New Hotel checks into Singing Hills

It has the retail, it is planning the multifamily, but the next step for the Singing Hills development in far North San Antonio is its own hotel.

Presidian Hotels & Resorts — a San Antonio-based hotel owner, operator and developer — has officially broken ground on a new 87-room Hampton Inn by Hilton hotel along with a 5,300-square-foot convention center with meeting, office and pre-function space.

Located about 13 miles north of the Highway 281 and Loop 1604 intersection, the hotel will be at the epicenter of the activity surrounding North San Antonio, Boerne and New Braunfels, the last of which was recently deemed the fastest growing city in the country.
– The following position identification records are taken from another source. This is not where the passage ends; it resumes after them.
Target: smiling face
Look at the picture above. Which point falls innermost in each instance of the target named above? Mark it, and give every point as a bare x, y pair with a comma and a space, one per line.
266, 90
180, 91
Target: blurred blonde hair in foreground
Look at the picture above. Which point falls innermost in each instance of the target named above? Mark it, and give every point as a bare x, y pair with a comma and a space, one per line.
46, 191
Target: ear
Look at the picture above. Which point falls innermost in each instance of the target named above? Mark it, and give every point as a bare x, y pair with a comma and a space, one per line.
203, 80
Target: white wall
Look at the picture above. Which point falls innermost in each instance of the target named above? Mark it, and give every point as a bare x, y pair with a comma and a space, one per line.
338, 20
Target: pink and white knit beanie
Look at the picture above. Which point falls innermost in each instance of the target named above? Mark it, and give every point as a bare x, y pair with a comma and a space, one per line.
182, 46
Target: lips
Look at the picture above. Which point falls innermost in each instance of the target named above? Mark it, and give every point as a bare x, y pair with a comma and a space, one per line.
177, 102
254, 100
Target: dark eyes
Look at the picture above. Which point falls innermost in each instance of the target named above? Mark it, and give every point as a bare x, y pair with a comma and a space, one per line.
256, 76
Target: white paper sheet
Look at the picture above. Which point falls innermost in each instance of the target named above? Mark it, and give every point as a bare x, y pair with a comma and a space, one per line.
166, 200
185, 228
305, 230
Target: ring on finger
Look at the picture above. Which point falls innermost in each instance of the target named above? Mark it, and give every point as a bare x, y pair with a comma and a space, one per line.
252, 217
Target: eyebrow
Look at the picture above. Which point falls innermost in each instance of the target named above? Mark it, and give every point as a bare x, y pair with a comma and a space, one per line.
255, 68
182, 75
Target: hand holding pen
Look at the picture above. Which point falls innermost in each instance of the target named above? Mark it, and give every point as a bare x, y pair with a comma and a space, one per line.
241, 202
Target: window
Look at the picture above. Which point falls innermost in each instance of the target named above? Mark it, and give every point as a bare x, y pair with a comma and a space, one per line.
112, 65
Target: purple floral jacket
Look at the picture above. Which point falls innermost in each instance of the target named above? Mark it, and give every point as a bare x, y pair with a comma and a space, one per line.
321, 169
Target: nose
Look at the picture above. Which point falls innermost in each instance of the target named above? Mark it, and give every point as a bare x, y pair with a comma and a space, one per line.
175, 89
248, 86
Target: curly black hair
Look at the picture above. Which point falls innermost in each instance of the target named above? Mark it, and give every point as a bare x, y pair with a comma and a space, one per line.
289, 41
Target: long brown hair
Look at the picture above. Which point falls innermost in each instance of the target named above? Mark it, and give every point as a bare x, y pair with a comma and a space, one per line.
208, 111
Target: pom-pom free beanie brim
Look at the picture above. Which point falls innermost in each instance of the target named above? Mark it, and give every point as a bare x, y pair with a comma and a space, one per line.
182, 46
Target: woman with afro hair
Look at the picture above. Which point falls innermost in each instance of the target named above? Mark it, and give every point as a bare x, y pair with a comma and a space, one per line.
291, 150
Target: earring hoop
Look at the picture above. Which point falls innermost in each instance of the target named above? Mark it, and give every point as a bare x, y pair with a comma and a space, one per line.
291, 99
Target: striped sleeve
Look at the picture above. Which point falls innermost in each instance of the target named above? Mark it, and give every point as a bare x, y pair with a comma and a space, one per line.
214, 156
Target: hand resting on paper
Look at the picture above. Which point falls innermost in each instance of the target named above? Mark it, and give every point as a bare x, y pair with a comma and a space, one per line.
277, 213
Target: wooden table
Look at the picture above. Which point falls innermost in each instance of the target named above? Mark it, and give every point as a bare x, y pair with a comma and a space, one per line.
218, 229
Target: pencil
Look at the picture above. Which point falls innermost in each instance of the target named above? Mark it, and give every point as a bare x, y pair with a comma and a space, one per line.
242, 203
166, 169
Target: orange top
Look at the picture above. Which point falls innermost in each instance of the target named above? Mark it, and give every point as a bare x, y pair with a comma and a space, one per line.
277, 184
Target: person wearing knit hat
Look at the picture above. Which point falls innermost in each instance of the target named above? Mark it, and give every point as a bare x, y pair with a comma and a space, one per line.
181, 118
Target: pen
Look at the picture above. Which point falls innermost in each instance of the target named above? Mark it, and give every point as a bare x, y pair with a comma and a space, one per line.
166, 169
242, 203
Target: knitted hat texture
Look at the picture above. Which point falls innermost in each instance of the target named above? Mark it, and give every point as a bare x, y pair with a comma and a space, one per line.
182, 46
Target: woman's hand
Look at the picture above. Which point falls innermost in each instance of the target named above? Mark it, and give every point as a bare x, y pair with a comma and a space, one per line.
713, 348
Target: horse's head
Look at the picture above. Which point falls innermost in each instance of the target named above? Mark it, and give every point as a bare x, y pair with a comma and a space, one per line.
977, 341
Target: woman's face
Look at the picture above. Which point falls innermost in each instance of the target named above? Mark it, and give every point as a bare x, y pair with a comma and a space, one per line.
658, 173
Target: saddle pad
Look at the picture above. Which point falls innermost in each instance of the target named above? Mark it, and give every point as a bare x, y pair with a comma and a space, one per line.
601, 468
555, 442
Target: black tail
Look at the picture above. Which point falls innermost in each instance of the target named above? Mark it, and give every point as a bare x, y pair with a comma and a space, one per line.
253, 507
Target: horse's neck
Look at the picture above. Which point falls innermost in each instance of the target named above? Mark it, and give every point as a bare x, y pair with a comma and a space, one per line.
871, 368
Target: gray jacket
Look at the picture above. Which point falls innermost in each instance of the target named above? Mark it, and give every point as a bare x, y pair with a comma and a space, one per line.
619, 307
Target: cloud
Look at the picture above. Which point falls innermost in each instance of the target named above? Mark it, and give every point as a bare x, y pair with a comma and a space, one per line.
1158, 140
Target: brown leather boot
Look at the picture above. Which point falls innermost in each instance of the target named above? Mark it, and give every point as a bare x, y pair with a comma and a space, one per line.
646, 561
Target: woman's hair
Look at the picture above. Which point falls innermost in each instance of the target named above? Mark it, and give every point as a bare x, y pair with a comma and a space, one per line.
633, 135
Along with the benefits of being surrounded by multiple high-growth areas, the hotel will also be in a master-planned community that, once finished, will have more than 246,150 square feet of retail, more than 350 residences, multifamily, an entertainment venue, 25 additional sites available for a variety of uses, as well as a potential for office space.

The 250-acre Singing Hills' most recent additions include a 200,000-square-foot Wal-Mart supercenter, a Security Service Federal Credit Union, and a mix of quick-service restaurants.

The Hilton-branded concept will be part of Hampton's Forever Young design initiative. So essentially, it's the company's attempt to appeal to millennials and a younger demographic of traveler.

Once completed by late summer 2017, the hotel will remain in Presidian's hands and be managed by the local company.